It’s unfortunate that my family lives in Florida. I’m not going to come back

I won’t be home for Christmas. That is saying a lot given that my immediate family lives in Winter Park, Lake Mary, and Davenport.

The NAACP issued a travel advisory for the state on May 20, calling Florida “openly hostile” to non-whites and LGBTQ+ people as the conservative government of Gov. Ron DeSantis devalues ​​African-Americans and restricts diversity efforts in the schools. The alert from the National Association for the Advancement of Colored People follows those from the League of United Latin American Citizens, a civil rights organization that issued a travel warning to Florida a week earlier, and the Florida Immigrant Coalition and Equality Florida. , a gay organization. human rights advocacy group that issued one last month.

Monica Williams grew up in Altamonte Springs and Lake Mary.- Original credit: courtesy photo
Monica Williams grew up in Altamonte Springs and Lake Mary.– Original Credit: Courtesy Photo

Critics have called these ads political stunts. For me, Florida’s weather alerts for people of color are long overdue and only solidify my decision to limit my visits to the state. For now, I’ll stay away completely.

I have never felt comfortable in Florida, even though my family moved to Altamonte Springs from snowy Detroit when I was 11 years old. Our move was a reverse migration for my Hawthorne-born father, but it still surprised me, given that I grew up hearing about my ancestors being driven out of Florida by a mob of white men who coveted their businesses and land. My first scorching summer there was the first time I was called a racial epithet, as my parents were home unpacking moving boxes. I was on my dad’s bike exploring our new development, when a little girl, maybe 5 or 6 years old, yelled as I passed, “Mommy, there’s a… out here.”
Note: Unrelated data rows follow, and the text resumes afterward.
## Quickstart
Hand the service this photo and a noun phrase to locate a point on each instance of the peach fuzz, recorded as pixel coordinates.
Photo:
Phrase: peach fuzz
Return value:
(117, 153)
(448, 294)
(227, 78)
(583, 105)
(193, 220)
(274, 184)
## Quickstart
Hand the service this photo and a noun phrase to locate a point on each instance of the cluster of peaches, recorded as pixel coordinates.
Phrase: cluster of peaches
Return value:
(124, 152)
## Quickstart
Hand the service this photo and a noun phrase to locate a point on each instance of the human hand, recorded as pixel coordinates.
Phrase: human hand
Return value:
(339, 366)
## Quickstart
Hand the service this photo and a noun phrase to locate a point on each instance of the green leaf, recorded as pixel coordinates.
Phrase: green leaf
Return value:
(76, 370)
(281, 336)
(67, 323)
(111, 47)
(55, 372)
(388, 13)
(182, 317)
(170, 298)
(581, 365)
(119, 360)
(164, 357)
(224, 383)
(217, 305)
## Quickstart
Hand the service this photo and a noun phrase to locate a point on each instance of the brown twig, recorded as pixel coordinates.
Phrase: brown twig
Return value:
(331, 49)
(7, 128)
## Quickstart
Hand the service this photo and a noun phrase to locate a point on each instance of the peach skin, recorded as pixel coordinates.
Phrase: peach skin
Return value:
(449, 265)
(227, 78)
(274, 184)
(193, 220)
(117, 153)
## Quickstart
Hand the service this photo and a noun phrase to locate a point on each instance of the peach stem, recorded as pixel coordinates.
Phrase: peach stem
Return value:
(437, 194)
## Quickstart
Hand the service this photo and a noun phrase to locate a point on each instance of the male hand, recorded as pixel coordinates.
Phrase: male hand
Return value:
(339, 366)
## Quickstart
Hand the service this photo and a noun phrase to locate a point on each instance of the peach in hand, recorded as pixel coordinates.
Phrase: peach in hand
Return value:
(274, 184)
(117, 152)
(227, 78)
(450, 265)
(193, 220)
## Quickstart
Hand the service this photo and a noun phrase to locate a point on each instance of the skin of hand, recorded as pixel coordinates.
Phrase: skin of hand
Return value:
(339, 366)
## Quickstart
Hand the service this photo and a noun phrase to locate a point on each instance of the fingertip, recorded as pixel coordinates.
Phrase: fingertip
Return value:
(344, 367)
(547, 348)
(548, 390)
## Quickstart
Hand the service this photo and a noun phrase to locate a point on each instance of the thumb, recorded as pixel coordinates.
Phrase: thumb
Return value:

Florida would never feel like home. And then, in 2012, self-proclaimed neighborhood watchman George Zimmerman shot and killed a teenager named Trayvon Martin who was returning to his father’s girlfriend’s apartment after buying a pack of Skittles and iced tea at a convenience store in Sanford. , just a few minutes. 10 minutes by car from my parents’ house. The Zimmerman acquittal forever colored my views—and stoked my fears—about Florida.

Florida’s concealed weapons law passed in April has also been triggering. Starting July 1, gun owners no longer need a permit or training to carry a concealed weapon outside of the home, putting people of color at even greater risk.

In recent months, the DeSantis administration has nixed an AP African American studies course in schools, restricted how workplaces can approach identity and barred universities from spending money on diversity, equity and inclusion programs, measures Which indicate that brown and black people like me are not valued in the Sunshine State.

It is also targeting undocumented immigrants, including “dreamers” who came to the US as children, with new laws that would jeopardize their stay.

The NAACP travel advisory does not explicitly recommend travel to Florida. Instead, he warns minorities who choose to visit that they will be entering an unwelcoming environment. There are many people of color who choose to continue to travel freely in Florida, as an act of resistance at a time when no one should have to choose whether to avoid traveling in this country.

I am choosing to stay away. I will encourage family gatherings in safer and more welcoming places.

Monica Williams grew up in Altamonte Springs and Lake Mary.